Each night, the group is performing a mind-blowing show featuring a setlist created exclusively for The Joint. In partnership with AEG Live, the chart-topping band is unleashing its signature elaborate set designs, jam-packed set list, intense pyrotechnics and much more for nine of the biggest shows in KISS performance history.
Speaking to Las Vegas Weekly, KISS frontman Paul Stanley stated about how the idea for the band's residency came about: "To spend as much time as we do in Vegas and to live as close as we do, the idea of doing a residency and leaving our stage setup, as opposed to breaking it down nightly, was really appealing.
"We just finished 42 cities and played for 600,000 people, but that meant that every night the show got disassembled and moved. There’s something appealing and challenging about building a set that doesn’t have to be moved. You don't have to take into account the practicality of it, being able to be broken down constantly and reassembled. So this was something that we had wanted to do for quite a while; it was just a matter of making sure we found people who were in agreement on how to do it. The Joint was the natural place to do it."
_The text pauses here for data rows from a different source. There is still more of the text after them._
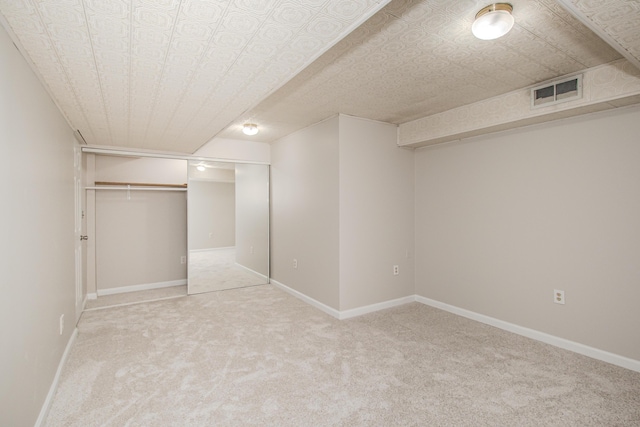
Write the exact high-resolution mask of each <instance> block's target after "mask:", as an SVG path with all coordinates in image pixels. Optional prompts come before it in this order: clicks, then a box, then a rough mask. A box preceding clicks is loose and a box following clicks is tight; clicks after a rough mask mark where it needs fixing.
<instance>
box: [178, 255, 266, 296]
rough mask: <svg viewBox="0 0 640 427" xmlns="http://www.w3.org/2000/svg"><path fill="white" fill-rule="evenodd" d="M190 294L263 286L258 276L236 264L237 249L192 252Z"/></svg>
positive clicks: (189, 277) (261, 279) (260, 278)
mask: <svg viewBox="0 0 640 427" xmlns="http://www.w3.org/2000/svg"><path fill="white" fill-rule="evenodd" d="M188 276H189V294H200V293H204V292H212V291H222V290H227V289H235V288H243V287H245V286H255V285H263V284H265V283H267V280H266V279H265V278H264V277H261V276H258V275H257V274H255V273H252V272H250V271H249V270H247V269H245V268H242V267H240V266H239V265H238V264H236V250H235V248H221V249H212V250H209V251H191V252H190V253H189V273H188Z"/></svg>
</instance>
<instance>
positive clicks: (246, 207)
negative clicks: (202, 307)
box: [187, 160, 269, 294]
mask: <svg viewBox="0 0 640 427" xmlns="http://www.w3.org/2000/svg"><path fill="white" fill-rule="evenodd" d="M187 218H188V220H187V228H188V248H189V264H188V292H189V294H197V293H202V292H211V291H218V290H224V289H233V288H240V287H245V286H254V285H261V284H266V283H269V166H268V165H255V164H243V163H225V162H205V161H195V160H191V161H189V185H188V202H187Z"/></svg>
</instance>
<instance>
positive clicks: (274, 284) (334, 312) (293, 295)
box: [271, 279, 416, 320]
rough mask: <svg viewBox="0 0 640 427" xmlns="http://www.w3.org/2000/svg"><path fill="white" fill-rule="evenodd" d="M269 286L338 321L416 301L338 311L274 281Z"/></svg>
mask: <svg viewBox="0 0 640 427" xmlns="http://www.w3.org/2000/svg"><path fill="white" fill-rule="evenodd" d="M271 284H272V285H274V286H276V287H278V288H280V289H282V290H283V291H285V292H287V293H289V294H291V295H293V296H294V297H296V298H298V299H301V300H302V301H304V302H306V303H307V304H309V305H311V306H313V307H315V308H317V309H319V310H322V311H324V312H325V313H327V314H328V315H330V316H333V317H335V318H336V319H338V320H344V319H350V318H352V317H357V316H362V315H363V314H367V313H373V312H374V311H379V310H384V309H386V308H391V307H396V306H398V305H402V304H407V303H410V302H414V301H415V300H416V298H415V295H410V296H407V297H403V298H398V299H394V300H390V301H383V302H379V303H377V304H371V305H366V306H364V307H358V308H352V309H350V310H345V311H340V310H336V309H335V308H332V307H329V306H328V305H326V304H323V303H321V302H320V301H318V300H316V299H313V298H311V297H309V296H307V295H305V294H303V293H302V292H298V291H296V290H295V289H291V288H290V287H288V286H287V285H284V284H282V283H280V282H278V281H276V280H273V279H271Z"/></svg>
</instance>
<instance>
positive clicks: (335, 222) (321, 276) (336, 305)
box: [271, 115, 414, 311]
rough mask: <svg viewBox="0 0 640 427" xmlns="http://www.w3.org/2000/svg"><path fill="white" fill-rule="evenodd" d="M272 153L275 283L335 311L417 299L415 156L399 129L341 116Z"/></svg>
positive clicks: (289, 141)
mask: <svg viewBox="0 0 640 427" xmlns="http://www.w3.org/2000/svg"><path fill="white" fill-rule="evenodd" d="M271 153H272V163H271V176H272V237H271V247H272V263H271V265H272V277H273V278H274V279H275V280H276V281H277V282H280V283H283V284H284V285H286V286H288V287H290V288H293V289H295V290H296V291H298V292H301V293H302V294H304V295H306V296H308V297H311V298H313V299H315V300H317V301H319V302H321V303H323V304H325V305H327V306H329V307H331V308H333V309H335V310H338V311H344V310H350V309H355V308H360V307H364V306H367V305H371V304H376V303H383V302H387V301H390V300H395V299H398V298H402V297H408V296H412V295H413V294H414V280H413V278H414V265H413V259H412V256H413V254H412V253H413V245H414V242H413V229H414V228H413V227H414V224H413V182H414V181H413V178H414V177H413V152H412V151H410V150H404V149H400V148H398V147H397V146H396V127H395V126H394V125H389V124H386V123H380V122H374V121H370V120H364V119H359V118H355V117H350V116H344V115H340V116H336V117H333V118H331V119H329V120H326V121H324V122H321V123H319V124H316V125H314V126H311V127H309V128H306V129H304V130H302V131H299V132H296V133H294V134H292V135H290V136H288V137H285V138H283V139H281V140H279V141H276V142H275V143H274V144H273V146H272V151H271ZM294 258H295V259H297V260H298V268H297V269H294V268H293V259H294ZM394 265H399V266H400V271H401V274H400V275H398V276H394V275H393V266H394Z"/></svg>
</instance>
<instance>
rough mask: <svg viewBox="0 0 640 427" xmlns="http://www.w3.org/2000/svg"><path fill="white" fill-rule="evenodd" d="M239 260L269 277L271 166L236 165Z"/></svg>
mask: <svg viewBox="0 0 640 427" xmlns="http://www.w3.org/2000/svg"><path fill="white" fill-rule="evenodd" d="M236 225H237V227H236V262H237V263H238V264H240V265H242V266H244V267H246V268H248V269H249V270H252V271H255V272H256V273H259V274H261V275H263V276H266V277H268V276H269V166H267V165H251V164H237V165H236Z"/></svg>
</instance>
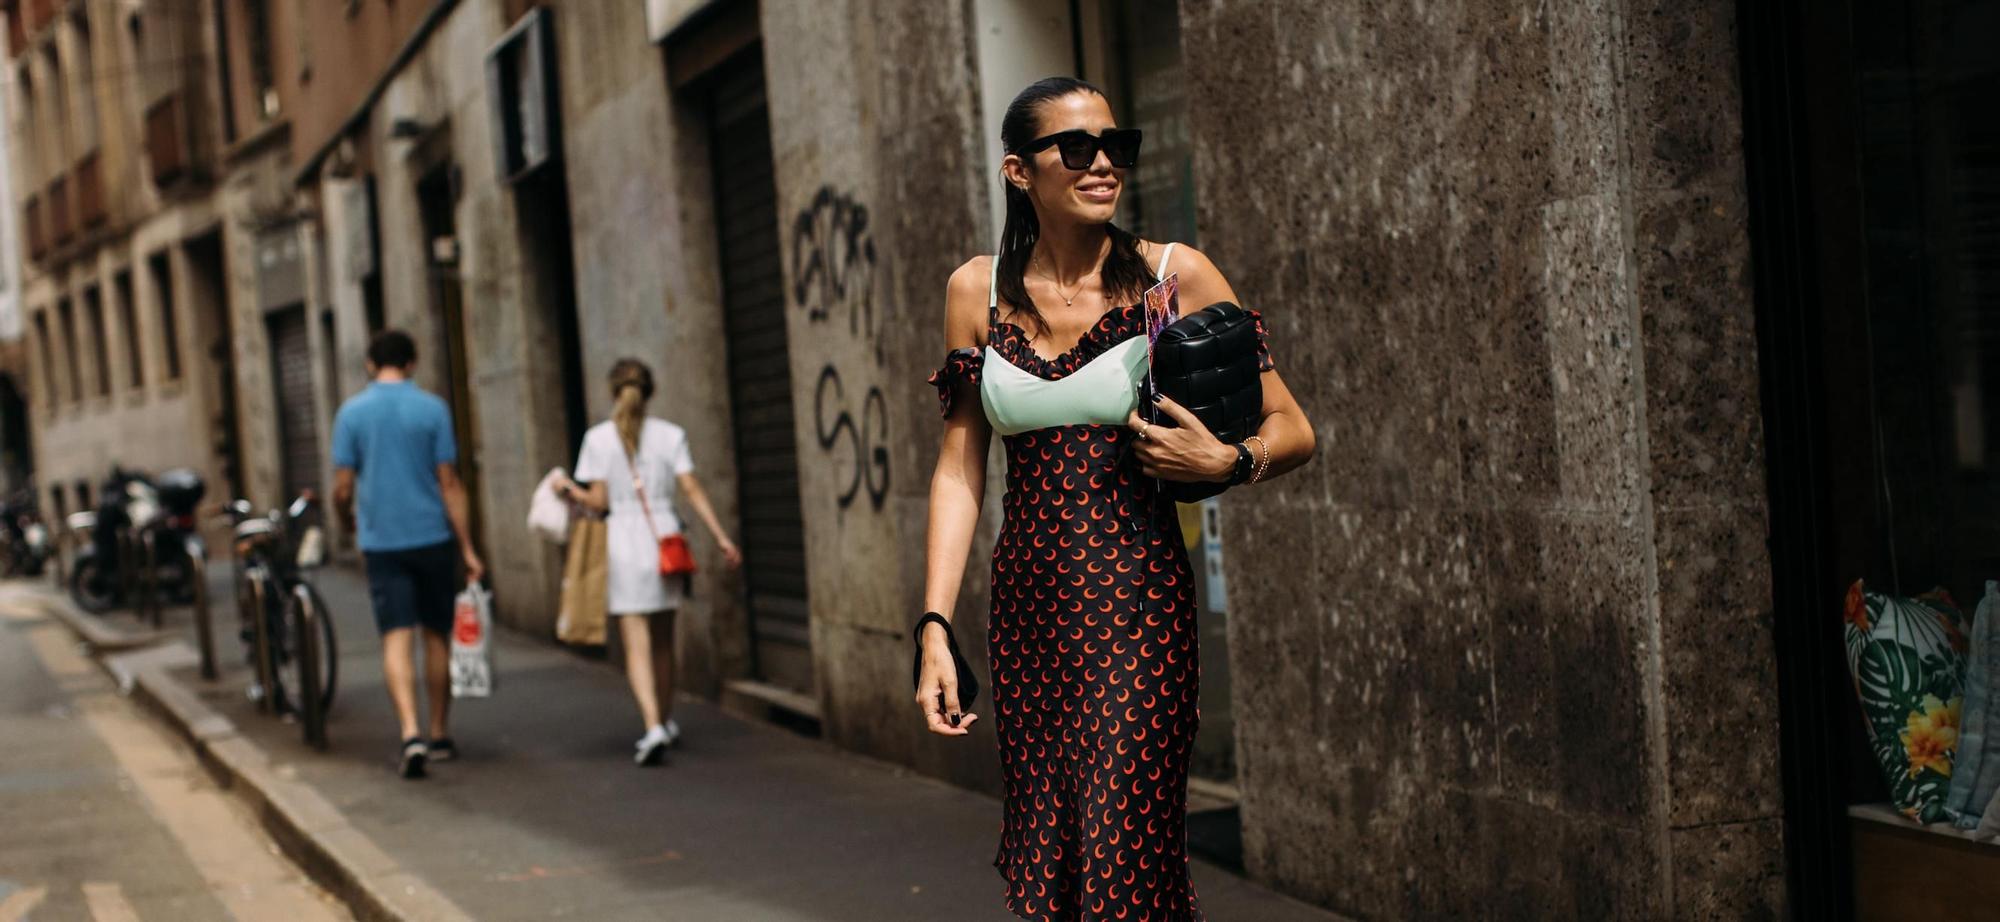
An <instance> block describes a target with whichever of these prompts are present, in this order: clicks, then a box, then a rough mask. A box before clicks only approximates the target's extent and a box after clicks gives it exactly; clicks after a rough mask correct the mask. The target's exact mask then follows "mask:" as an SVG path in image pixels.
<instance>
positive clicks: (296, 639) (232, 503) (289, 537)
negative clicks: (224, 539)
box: [228, 492, 340, 750]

Asked about the possibility of KISS playing "deeper" cuts during the KISS residency, Stanley said: "I think on the whole we’re always discouraged from doing that. You have to realize that our audience is made up of people who mostly have come to us through our most popular songs, not our least popular. So, the idea of dropping songs that the audience knows to play ones that are not on their top 10 really doesn't make sense. It might be something that some bands do because, quite frankly, they're bored, but that doesn't apply to us. After 40 years, there are too many great songs, and to take their slot for something less known or less popular just doesn't make sense. It's a double-edged sword, an interesting idea to play obscure tracks or to play songs that have never been in the show. But although they may please a handful of diehards, that isn't really what we cater to. We cater to the masses, and I think most people understand that."